Conservative consumer protection spokesman Daniel Dalton represented the European Parliament in so-called "trilogue" talks with the European Council and Commission. The deal struck means the report will now put to MEPs in April for final approval.
New measures include forcing online marketplaces and price comparison websites to detail their methodology for ranking products. Online reviews will become more transparent, with sites having to reveal what criteria they use to ensure reviews are genuine and unbiased.
There will be a ban on the resale of event tickets bought by 'bots' and a mobile-friendly website is being created to provide a single source of advice and dispute resolution for consumers across the EU. Heavy fines of up to four cent of turnover can be imposed on firms which breach consumer rights.
Mr Dalton said: "This is a good day for consumers.
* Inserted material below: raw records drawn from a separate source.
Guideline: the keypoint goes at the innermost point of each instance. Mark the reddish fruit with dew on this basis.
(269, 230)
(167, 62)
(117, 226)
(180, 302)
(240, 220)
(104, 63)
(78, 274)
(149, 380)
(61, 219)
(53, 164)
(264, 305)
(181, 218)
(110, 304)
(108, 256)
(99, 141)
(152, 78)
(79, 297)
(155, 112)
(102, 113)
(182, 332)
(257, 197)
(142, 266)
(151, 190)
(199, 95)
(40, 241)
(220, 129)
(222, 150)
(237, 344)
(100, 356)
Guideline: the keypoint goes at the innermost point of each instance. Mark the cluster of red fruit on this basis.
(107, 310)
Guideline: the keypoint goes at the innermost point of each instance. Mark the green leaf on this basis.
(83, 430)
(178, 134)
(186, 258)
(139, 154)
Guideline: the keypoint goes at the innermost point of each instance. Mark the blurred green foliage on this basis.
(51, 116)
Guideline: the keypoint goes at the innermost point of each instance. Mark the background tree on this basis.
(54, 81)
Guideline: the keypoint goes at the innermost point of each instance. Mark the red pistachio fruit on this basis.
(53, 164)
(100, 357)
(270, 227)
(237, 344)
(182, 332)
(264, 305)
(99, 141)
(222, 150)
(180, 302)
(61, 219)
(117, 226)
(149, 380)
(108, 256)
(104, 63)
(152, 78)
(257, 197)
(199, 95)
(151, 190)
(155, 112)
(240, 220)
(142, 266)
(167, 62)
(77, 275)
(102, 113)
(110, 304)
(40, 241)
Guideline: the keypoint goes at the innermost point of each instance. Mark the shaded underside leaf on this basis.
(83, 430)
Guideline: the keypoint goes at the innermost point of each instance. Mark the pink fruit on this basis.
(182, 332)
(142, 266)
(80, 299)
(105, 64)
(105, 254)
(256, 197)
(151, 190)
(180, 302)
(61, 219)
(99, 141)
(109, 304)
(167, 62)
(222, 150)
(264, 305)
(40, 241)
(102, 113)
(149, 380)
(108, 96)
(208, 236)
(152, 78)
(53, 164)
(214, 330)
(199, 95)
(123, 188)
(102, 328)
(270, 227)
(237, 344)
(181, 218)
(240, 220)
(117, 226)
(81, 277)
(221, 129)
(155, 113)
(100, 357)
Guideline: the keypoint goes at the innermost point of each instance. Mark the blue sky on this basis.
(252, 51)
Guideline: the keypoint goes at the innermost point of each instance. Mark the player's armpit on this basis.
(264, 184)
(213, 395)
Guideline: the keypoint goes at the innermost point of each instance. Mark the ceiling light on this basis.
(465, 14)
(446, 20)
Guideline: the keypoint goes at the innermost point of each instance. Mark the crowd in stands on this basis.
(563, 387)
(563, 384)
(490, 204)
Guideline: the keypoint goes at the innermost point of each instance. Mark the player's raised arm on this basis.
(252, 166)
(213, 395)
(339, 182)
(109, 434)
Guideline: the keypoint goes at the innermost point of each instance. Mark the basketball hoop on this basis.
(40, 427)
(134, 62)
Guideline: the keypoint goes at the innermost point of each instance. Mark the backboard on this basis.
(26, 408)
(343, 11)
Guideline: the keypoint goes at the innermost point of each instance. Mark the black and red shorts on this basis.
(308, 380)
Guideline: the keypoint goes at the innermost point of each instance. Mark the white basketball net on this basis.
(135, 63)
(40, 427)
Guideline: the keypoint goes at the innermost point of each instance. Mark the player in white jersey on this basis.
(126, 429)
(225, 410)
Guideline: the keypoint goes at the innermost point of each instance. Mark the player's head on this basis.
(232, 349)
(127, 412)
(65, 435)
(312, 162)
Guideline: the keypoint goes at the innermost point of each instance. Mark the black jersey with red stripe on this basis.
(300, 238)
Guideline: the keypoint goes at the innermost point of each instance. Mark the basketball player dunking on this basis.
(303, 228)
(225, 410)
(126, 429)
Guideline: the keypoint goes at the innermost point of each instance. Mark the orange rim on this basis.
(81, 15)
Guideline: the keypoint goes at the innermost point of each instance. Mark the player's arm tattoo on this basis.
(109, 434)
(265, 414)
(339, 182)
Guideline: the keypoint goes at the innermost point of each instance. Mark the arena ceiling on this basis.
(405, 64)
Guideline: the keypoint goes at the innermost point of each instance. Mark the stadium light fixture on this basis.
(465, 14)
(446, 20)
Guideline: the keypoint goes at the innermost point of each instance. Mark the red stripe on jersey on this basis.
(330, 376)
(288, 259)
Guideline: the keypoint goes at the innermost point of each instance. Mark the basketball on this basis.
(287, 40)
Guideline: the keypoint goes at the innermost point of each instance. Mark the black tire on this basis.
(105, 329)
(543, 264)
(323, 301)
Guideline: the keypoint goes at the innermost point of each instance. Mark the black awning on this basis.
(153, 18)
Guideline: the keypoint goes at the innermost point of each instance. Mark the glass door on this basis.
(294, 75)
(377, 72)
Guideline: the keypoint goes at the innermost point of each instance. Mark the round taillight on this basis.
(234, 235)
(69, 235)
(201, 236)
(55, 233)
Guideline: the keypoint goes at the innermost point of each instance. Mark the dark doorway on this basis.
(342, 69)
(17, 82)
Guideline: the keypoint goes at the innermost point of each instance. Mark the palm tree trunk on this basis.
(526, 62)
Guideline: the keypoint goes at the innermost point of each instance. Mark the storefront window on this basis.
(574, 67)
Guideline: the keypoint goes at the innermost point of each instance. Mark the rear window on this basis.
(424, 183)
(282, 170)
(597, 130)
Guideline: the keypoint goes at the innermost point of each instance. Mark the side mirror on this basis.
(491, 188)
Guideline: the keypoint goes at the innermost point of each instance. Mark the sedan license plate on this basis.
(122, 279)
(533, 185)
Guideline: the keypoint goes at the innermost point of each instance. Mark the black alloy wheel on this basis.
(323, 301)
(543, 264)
The changes bring the law up to date to reflect the way we now shop.
"Issues such as ensuring online reviews are genuine, that product rankings really are independent and that tickets can be obtained by consumers, not profiteers, will all now all be covered by legislation with real teeth.
"And there is going to be a single website providing advice and help for people to use when things go wrong."
The legislation also addresses the issue of dual quality products – the practice of branded products being produced to different standards from country to country. In future consumers should know that the product's contents can vary, depending where it is sold, and the practice will only be allowed if there is a "legitimate" reason, such as the local availability of raw materials or different national legislation.